Le cerveau des jeunes d'aujourd'hui est-il différent ?

Le directeur du Laboratoire de psychologie du développement et de l'éducation de l'enfant du CNRS-La Sorbonne précise d'entrée que les natifs du numérique ont développé des aptitudes cérébrales en termes de vitesse et d'automatismes, au détriment du raisonnement et de la maîtrise de soi. Cette "tension" entre la rapidité de décision et la prise de recul nécessaire au raisonnement se joue essentiellement dans une zone du cerveau, le cortex préfontal. C'est à ce niveau qu'a lieu l'arbitrage entre deux systèmes du cerveau qui sont complémentaires. Le premier système, de plus en plus sollicité par les écrans, est rapide, automatique et intuitif (O. Houdé emploie l'expression "TGV cérébral" pour le trajet œil-pouce). Le deuxième système est plus lent et réfléchi. Selon le psychologue, pour cette génération Z, le cortex préfontal doit être le lieu de la "résistance cognitive". L'intelligence se joue dans cette lutte, dans cette synthèse personnelle. Il s'agit de faire prendre conscience aux enfants et adolescents qu'il faut parfois prendre du temps pour raisonner, pour penser et, au contraire, ne pas continuellement agir intuitivement et trop rapidement. Il faut résister à la tentation de cliquer frénétiquement sur une autre information, sur une autre application, et reprendre le contrôle de l'écran pour s'octroyer davantage de temps pour la réflexion.

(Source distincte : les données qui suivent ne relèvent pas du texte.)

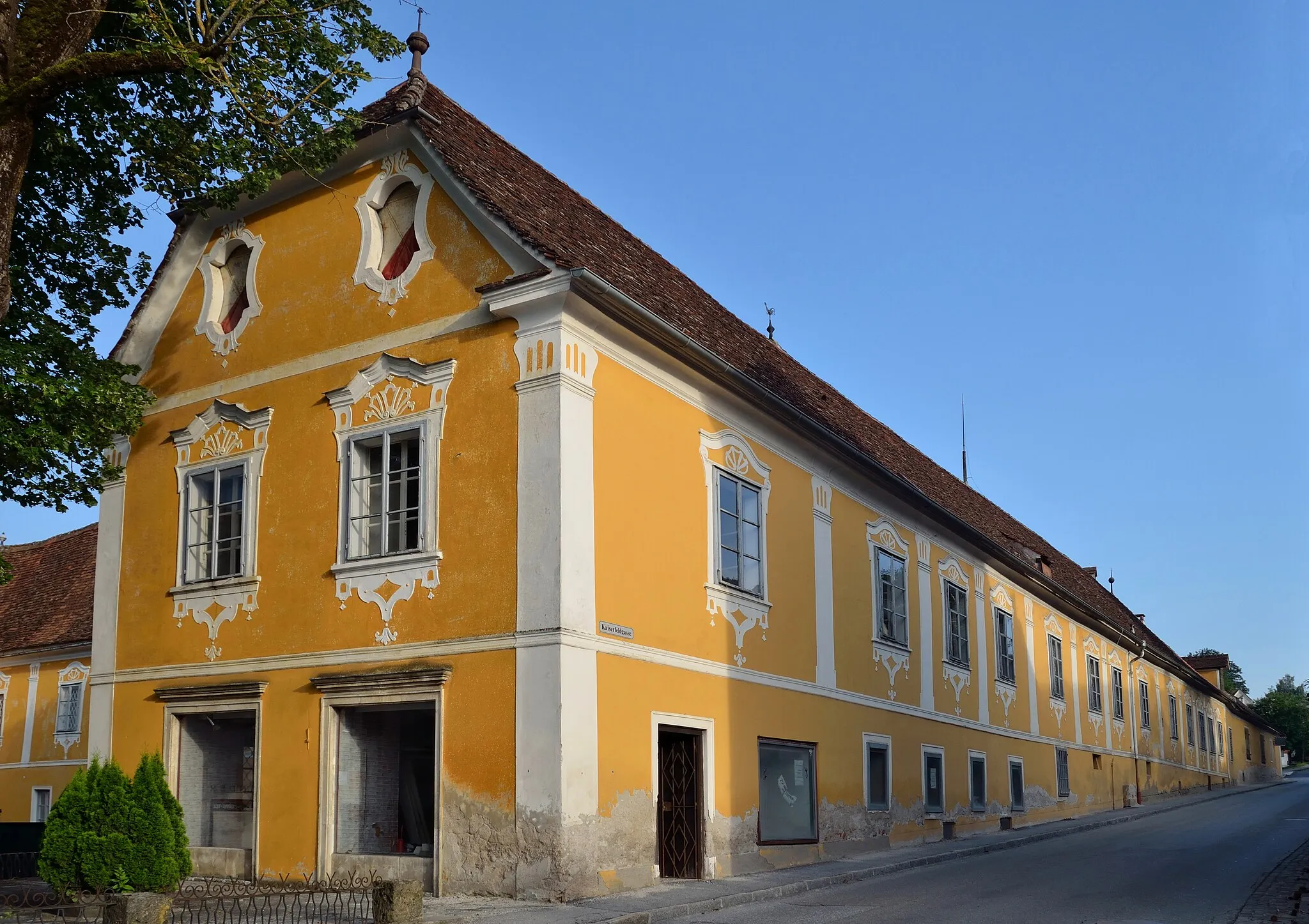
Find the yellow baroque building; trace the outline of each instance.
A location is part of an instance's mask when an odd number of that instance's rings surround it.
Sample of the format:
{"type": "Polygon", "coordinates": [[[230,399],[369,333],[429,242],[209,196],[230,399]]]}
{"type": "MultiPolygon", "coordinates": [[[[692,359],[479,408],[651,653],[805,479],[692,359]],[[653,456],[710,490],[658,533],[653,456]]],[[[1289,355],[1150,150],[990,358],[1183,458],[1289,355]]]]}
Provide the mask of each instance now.
{"type": "Polygon", "coordinates": [[[35,850],[4,825],[43,822],[86,763],[97,525],[4,546],[0,586],[0,852],[35,850]],[[5,847],[4,844],[9,844],[5,847]]]}
{"type": "MultiPolygon", "coordinates": [[[[1272,731],[421,76],[115,355],[90,746],[202,872],[577,897],[1279,775],[1272,731]]],[[[7,744],[8,746],[8,744],[7,744]]]]}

O. Houdé précise que la maturation de ce processus où le cerveau résiste à lui-même se fait tout au long du développement de l'enfant et de l'adolescent. C'est pourquoi il préconise un apprentissage et un entraînement scolaire pour accompagner les "mutations" cérébrales entrainées par le numérique et pour apprendre à résister à l'envie de vitesse. Même si ses applications sont encore à penser, il est important de prendre en compte le rôle de ce qu'il nomme "la pédagogie du contrôle cognitif" pour le raisonnement, la lecture, les mathématiques, etc.
Au-delà de l'école, O. Houdé voit également une utilité sociale dans cet apprentissage de la résistance cognitive, qui favoriserait la tolérance en favorisant notamment le respect du point de vue d'autrui.